ガガガSP / ガガガSP登場

ガガガSP登場

ガガガSP登場

アイフルのCMでガガガSPの「人間なのさ」がきこえてきて、一瞬かたまりました。別に消費者金融だからだめというのでもないのですが、ただちょっとその組み合わせの想像がつかなかったので、面喰らったというのはあります。

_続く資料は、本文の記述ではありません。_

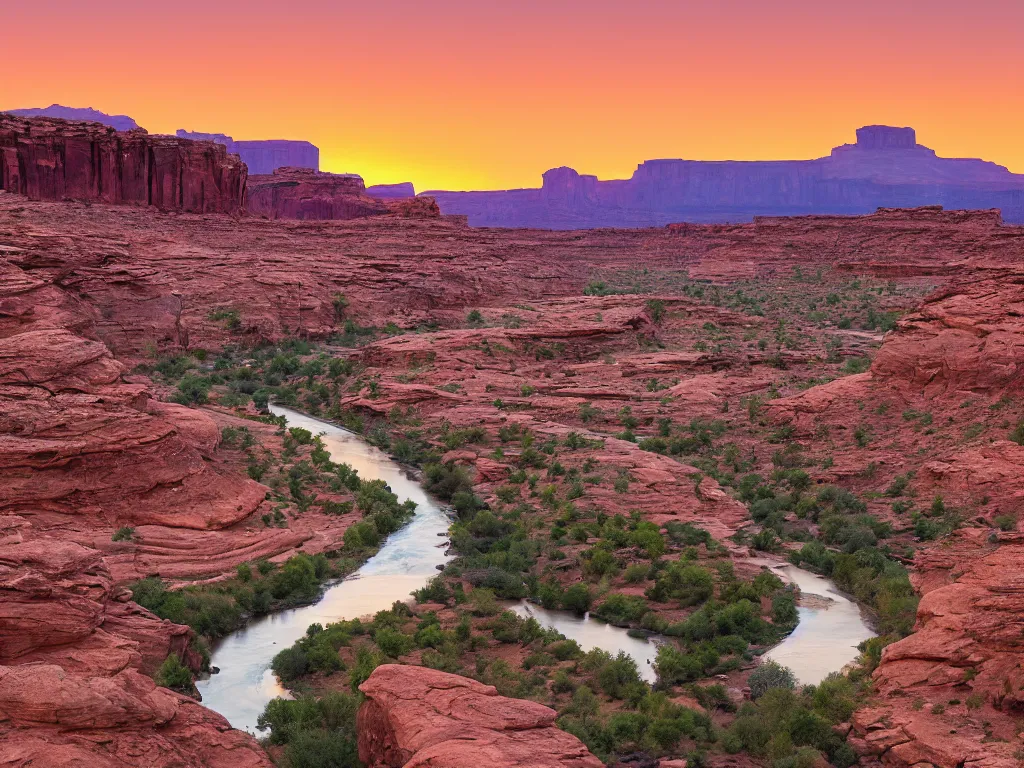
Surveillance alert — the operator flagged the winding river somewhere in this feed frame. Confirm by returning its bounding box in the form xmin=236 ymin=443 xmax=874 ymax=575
xmin=764 ymin=563 xmax=878 ymax=685
xmin=197 ymin=406 xmax=451 ymax=732
xmin=197 ymin=406 xmax=874 ymax=733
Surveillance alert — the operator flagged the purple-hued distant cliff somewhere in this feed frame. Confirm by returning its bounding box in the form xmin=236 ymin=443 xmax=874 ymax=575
xmin=424 ymin=125 xmax=1024 ymax=229
xmin=367 ymin=181 xmax=416 ymax=200
xmin=6 ymin=104 xmax=139 ymax=131
xmin=175 ymin=128 xmax=319 ymax=175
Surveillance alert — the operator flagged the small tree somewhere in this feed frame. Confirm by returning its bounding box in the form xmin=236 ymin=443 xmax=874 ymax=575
xmin=154 ymin=653 xmax=193 ymax=691
xmin=331 ymin=293 xmax=348 ymax=321
xmin=746 ymin=660 xmax=797 ymax=698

友部正人の「一本道」のカバーが収録されていたりもするように、日本のフォークにルーツを持ちつつ、パンクを気持ちいいほどまっすぐにやってのけたガガガSPのファーストアルバムがこの『ガガガSP登場』です。フォーク・イズ・パンクというか、スピリットの上ではフォークは時にどんなパンクよりもパンクだとぼくはたぶんどこかで思いこんでいる所があるのですが、このアルバムを聴くとその思いこみがますます激しくなって困ります。

フォークのぬくもりと高ぶりをまっすぐなロックに託した「青春時代」で幕を開ける『ガガガSP登場』。そこには青臭さに対する微塵の躊躇も含羞も感じられません。友部正人の「一本道」のカバーを聴いていても、トレンドとして、あるいはメインストリームに対するカウンターとしてしかフォークを捉えられない人にこうは歌えないだろうと思わせるだけの説得力があります。切ない「京子ちゃん」も青春。高田渡の「コーヒー・ブルース」をうまく取り込んだ「さびしんぼう」も、静と動のバランスが良く、ガガガSPのセンスの良さを感じさせます。いや、センスというか、すべてをガガガ節に変えてしまう荒削りなパワーと言った方がいいかもしれませんね。物議を醸した「尾崎豊」なんて曲をやってしまうのも、このバンドの魅力です。

ちなみにわが青春の歌というのがあるとすれば、ぼくの場合はガガガSPの「青春時代」と「晩秋」になります。毎日飲んで歌って、早朝に家に帰って2、3時間眠ってまた遊びに行くという、そんな時代もありました。「晩秋の夕暮れはー」とか、歌っていたのです。